Emploi et logement : ces villes qui cumulent les atouts

Mulhouse, Orléans et Dijon cumulent un pouvoir d’achat immobilier intéressant et un stock d’offres d’emploi important.

Qu’ils sont nombreux à vouloir s’exiler des grandes villes ! Fuir les grandes agglomérations et se mettre au vert. Mais la vie de rats des champs a aussi ses inconvénients, à commencer par l’attractivité économique de la zone de destination. Trouver un emploi peut vite tourner au calvaire dans certaines régions peu dynamiques. Avant de déménager, il vaut mieux donc s’assurer que l’on pourra facilement trouver chaussure à son pied.

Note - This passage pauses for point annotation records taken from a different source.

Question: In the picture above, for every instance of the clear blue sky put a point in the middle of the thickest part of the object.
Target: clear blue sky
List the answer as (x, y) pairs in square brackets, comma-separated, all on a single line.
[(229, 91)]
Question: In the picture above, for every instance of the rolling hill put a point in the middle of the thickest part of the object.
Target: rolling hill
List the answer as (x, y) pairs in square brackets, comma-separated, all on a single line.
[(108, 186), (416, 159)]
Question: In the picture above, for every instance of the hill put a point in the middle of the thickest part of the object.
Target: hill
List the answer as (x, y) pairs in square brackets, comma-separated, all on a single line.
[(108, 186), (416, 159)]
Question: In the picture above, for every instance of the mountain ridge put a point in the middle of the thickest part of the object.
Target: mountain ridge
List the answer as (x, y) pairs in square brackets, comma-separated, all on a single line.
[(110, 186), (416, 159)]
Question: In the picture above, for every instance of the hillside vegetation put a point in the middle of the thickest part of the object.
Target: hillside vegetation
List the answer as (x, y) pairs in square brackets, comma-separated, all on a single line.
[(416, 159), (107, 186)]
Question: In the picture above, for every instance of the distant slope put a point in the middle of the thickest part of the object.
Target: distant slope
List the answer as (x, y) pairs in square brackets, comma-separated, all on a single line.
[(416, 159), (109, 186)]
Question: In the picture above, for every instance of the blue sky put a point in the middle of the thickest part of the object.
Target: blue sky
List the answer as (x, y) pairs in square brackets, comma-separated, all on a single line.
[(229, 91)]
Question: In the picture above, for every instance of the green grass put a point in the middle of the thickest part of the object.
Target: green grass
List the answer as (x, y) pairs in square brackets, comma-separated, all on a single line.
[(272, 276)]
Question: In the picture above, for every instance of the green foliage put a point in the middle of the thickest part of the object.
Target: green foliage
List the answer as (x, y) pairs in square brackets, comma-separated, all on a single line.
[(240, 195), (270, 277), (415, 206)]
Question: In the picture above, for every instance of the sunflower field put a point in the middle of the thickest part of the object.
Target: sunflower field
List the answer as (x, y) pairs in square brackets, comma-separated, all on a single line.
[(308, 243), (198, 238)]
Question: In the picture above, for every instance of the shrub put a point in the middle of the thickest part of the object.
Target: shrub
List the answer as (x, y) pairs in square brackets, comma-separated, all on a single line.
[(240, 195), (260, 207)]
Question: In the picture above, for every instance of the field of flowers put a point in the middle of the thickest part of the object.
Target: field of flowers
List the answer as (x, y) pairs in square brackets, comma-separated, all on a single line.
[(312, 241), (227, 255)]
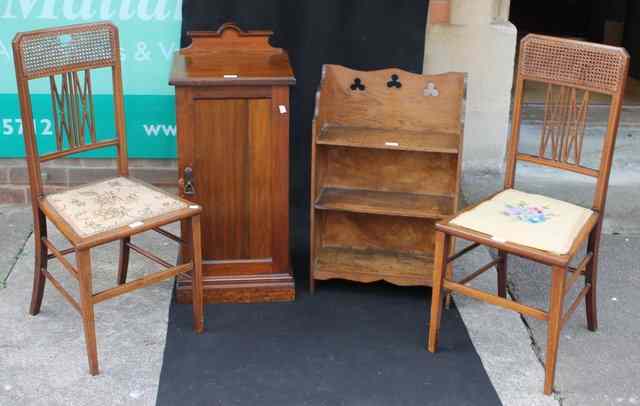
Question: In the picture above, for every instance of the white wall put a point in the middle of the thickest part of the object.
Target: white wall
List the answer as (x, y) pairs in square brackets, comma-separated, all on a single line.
[(479, 40)]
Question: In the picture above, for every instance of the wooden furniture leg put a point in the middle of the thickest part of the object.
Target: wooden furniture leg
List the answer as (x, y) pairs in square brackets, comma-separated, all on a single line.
[(442, 244), (502, 274), (123, 262), (83, 259), (196, 274), (591, 276), (556, 300), (39, 279)]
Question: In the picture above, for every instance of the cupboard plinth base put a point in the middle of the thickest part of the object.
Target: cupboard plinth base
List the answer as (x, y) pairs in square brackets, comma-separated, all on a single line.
[(278, 287)]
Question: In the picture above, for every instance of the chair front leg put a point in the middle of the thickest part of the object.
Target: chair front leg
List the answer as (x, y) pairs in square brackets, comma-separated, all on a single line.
[(442, 245), (39, 280), (123, 260), (591, 277), (86, 306), (196, 276), (556, 301), (502, 274)]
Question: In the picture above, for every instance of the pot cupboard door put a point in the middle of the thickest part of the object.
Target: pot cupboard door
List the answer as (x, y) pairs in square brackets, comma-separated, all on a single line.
[(232, 172)]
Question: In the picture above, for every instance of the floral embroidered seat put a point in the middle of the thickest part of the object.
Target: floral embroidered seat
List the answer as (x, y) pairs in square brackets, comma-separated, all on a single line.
[(110, 204), (527, 219)]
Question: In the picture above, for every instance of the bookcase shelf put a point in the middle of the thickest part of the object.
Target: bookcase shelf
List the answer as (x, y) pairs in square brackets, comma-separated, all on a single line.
[(386, 162), (373, 265), (420, 141), (385, 203)]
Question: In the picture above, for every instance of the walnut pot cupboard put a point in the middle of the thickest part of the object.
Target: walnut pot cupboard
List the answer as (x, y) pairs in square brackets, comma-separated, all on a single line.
[(232, 106)]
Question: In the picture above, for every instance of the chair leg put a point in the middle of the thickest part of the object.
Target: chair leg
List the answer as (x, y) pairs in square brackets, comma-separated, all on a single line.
[(502, 274), (86, 306), (441, 251), (123, 261), (556, 301), (591, 277), (196, 276), (39, 280)]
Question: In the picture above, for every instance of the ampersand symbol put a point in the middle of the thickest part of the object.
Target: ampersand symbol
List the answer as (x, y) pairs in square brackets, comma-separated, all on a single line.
[(141, 52)]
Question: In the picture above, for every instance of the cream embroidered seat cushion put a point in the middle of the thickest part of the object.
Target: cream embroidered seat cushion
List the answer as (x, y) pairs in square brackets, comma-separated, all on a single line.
[(535, 221), (110, 204)]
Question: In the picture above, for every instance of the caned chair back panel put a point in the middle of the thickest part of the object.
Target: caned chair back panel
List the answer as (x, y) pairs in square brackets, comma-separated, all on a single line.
[(67, 56), (572, 71), (390, 99), (73, 48)]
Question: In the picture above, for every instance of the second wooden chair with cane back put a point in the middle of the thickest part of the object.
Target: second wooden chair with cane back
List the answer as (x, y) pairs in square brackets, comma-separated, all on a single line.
[(111, 210), (545, 230)]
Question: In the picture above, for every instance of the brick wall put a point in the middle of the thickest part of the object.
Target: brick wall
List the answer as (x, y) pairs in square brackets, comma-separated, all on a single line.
[(64, 173)]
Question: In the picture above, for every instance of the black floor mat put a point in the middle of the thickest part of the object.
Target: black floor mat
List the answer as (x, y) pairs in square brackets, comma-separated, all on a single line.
[(349, 344)]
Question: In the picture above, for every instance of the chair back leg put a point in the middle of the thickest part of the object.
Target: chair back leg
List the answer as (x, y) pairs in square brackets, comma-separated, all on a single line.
[(502, 274), (556, 301), (591, 277), (86, 307), (39, 279), (123, 261), (442, 245), (196, 274)]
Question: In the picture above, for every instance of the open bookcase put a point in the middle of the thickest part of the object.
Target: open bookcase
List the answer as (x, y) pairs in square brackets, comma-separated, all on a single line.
[(386, 165)]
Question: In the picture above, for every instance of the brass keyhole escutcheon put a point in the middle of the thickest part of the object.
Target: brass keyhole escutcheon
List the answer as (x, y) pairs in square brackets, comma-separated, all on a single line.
[(188, 187)]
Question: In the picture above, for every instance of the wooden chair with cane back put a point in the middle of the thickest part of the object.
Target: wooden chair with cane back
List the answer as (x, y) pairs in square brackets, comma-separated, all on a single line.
[(548, 231), (109, 210)]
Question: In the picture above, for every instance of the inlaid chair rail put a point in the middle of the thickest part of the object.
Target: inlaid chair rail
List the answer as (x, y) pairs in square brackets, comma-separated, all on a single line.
[(565, 118), (73, 111), (50, 52)]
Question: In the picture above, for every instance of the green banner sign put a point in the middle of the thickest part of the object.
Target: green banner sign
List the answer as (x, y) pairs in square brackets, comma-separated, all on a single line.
[(149, 36)]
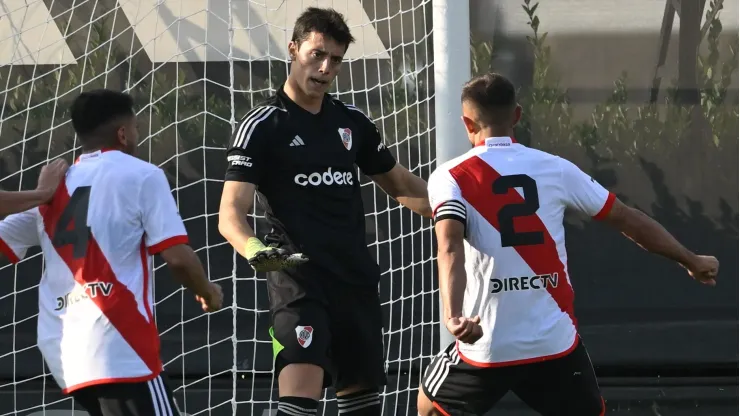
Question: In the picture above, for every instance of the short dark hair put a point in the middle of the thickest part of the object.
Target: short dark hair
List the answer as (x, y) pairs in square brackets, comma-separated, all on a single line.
[(494, 96), (96, 109), (328, 22)]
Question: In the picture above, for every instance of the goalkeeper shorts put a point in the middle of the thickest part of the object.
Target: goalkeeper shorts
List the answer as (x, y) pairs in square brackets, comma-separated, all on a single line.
[(561, 386), (330, 323)]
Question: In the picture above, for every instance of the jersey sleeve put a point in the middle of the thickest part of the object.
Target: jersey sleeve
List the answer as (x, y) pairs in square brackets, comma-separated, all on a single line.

Pour aider les ménages à y voir plus clair, le groupe Meilleurtaux et le site de recherche d’emploi Meteojob ont établi le palmarès des 31 plus grandes villes françaises offrant le plus d’opportunités sur les deux tableaux. L’étude mesure ainsi le nombre d’offres d’emploi en CDI rapporté au nombre d’habitants, ainsi que le pouvoir d’achat immobilier (1). Le classement voit les grandes agglomérations éclipsées au profit des villes moyennes.

Mulhouse, Orléans et Dijon occupent le trio de tête

Mulhouse occupe la première place du classement des villes les plus attractives en matière d’emploi et de pouvoir d’achat immobilier. Elle présente un taux d’offre en CDI de 6,29% pour 100 habitants. Pour un salaire médian, il est possible de devenir propriétaire d’un bien de 83m².

A la seconde place, on retrouve Orléans, une ville proche de Paris qui, à en croire les auteurs de l’étude, « a gagné le cœur des Franciliens ». La surface accessible pour un salaire médian est de 69m2 et le taux de CDI pour 100 habitants de 7,22%.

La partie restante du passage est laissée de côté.